Diese Transformationsprozesse bleiben nicht ohne Folgen für die Art des Mandatsverhältnisses, auf das sich Steuerberater künftig einlassen müssen. In dem Moment, in dem Selbstständige und Unternehmer ihre Tätigkeit nur als Übergangszustand begreifen, verschwindet der Automatismus des jahrzehntelangen Dauermandats. Der Generationenwechsel in den Unternehmen tut ein Übriges dazu. Die jüngere Generation ist markenbewusst und preissensibel, wie eine Studie der Prüfungs- und Beratungsgesellschaft PwC herausgefunden hat. Quer über alle Altersgruppen hinweg setzt sich zudem ein stärkeres Qualitätsbewusstsein durch. Das lässt sich etwa an der Entwicklung im Handel ablesen, wo Discounter mittlerweile langsamer wachsen als inhabergeführte Supermärkte. Gleichzeitig hält die Preissensibilität an. Für Steuerberater bedeutet dies Chance und Risiko zugleich: Zwar können sie sich durch innovative Dienstleistungen im digitalen Bereich und in der betriebswirtschaftlichen Beratung durch eine hohe Qualität profilieren und treffen dabei höchstwahrscheinlich auf dankbare Abnehmer. Unterlassen sie dies aber, gelten sie als austauschbar, und es trifft sie der gnadenlose Wettbewerb, der allein über den Preisvergleich funktioniert.

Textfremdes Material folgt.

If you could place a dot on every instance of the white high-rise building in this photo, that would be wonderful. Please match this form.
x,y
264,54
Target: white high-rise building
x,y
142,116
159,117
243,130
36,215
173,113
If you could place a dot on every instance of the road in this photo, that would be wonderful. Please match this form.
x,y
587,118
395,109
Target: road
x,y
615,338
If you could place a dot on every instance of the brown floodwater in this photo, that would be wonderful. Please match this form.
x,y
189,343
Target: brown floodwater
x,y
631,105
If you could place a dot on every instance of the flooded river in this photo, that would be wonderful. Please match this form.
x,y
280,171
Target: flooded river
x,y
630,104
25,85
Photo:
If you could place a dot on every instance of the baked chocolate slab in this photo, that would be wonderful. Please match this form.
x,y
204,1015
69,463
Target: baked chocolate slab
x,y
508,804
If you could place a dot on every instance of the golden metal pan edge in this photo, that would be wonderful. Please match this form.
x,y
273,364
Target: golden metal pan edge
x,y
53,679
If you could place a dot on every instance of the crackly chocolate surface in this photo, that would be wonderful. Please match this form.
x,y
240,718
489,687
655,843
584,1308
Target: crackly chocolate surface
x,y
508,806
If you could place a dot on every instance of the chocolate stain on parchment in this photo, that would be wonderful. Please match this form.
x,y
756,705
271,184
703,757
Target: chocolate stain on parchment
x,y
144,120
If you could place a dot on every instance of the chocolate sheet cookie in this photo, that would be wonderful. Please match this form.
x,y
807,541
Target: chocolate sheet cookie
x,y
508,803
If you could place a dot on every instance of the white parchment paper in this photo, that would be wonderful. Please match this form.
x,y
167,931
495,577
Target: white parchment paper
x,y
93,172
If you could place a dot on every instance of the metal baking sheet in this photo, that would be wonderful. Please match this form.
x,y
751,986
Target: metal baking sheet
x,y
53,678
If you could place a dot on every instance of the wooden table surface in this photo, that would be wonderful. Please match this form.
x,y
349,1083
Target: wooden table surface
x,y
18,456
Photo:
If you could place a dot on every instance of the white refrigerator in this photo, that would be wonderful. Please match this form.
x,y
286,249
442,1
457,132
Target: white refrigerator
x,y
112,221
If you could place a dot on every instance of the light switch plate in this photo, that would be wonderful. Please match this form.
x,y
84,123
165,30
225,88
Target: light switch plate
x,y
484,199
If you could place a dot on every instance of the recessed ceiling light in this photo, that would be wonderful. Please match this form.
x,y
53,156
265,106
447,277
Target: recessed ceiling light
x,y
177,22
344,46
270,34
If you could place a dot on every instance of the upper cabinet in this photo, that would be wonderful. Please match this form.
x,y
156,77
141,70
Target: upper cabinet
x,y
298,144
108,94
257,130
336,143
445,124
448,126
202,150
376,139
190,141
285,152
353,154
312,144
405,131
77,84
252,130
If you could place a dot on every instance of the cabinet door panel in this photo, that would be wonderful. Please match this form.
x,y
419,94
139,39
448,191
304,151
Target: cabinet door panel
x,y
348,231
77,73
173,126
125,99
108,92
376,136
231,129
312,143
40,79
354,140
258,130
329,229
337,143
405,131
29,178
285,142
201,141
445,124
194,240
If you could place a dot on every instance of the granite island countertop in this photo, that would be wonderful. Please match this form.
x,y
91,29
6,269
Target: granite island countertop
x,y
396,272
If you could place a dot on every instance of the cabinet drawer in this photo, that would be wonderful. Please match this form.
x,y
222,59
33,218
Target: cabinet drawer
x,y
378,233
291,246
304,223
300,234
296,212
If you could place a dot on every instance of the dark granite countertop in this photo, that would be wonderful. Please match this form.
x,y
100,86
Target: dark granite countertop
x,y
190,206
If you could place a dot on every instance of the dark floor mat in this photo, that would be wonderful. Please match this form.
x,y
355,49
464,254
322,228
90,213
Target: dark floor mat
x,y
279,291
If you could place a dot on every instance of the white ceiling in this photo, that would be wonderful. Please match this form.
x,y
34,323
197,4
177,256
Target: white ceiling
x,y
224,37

Steuerberatung muss Nutzen bringen

Mandanten werden durch die fortschreitende Digitalisierung und die damit verbundene Automatisierung in Zukunft immer weniger Standarddienstleistungen nachfragen. Die Kompetenz ihres Steuerberaters werden sie vor allem dann wahrnehmen, wenn er es versteht, ihnen einen über die Erfüllung ihrer gesetzlichen Pflichten hinaus gehenden Nutzen zu versprechen. Kommunikation und Service der Kanzlei müssen sich dabei an dem orientieren, was im Konsumbereich Standard ist. Noch sind Steuerberatungskanzleien nicht zuletzt durch das Berufsrecht daran gehindert, allzu vieles smart, mobil und vernetzt zur Verfügung zu stellen. Doch die Mandanten erwarten dies zunehmend von ihnen. Und es spricht einiges dafür, dass sich dieser Trend in Zukunft fortsetzen wird. Hinzu kommt, dass selbst kleinere Unternehmen in der Mandantschaft dazu gezwungen sind, sich immer stärker zu professionalisieren. Das betrifft ihr Produkt oder ihre Dienstleistung, aber auch Organisation und Prozesse. Finanzverwaltung, öffentliche Hand und ihre größeren Kunden nötigen ihnen dies zunehmend ab.

Künftig einzelne Gruppen ansprechen

Von ihrem Dienstleister Steuerberater erwarten Mandanten daher, dass er sie tatsächlich aktiv berät und auf Möglichkeiten zur effizienteren Prozessgestaltung rund um den gesamten finanzwirtschaftlichen Bereich anspricht. In Zukunft wird es immer stärker darum gehen, Lösungen zu präsentieren – und zwar solche, bei denen alle Teile mitgeliefert werden. Mandanten wollen nicht mehr nur ihre Buchführung erledigt haben, sondern erwarten, dass der Steuerberater ihnen zeigt, wie sie ihr Rechnungswesen effizient organisieren, und ihnen erklärt, wie sie welche Software einsetzen sollen. Im Problemfall soll er möglichst rund um die Uhr zur Verfügung stehen.

Fazit

Inwiefern Kanzleien diese Erwartungshaltungen künftig überhaupt erfüllen können oder wollen, ist eine andere Frage. Jede Kanzlei muss dies strategisch klären und sich höchstwahrscheinlich entweder auf Mandantengruppen oder auf ein bestimmtes Dienstleistungsangebot begrenzen.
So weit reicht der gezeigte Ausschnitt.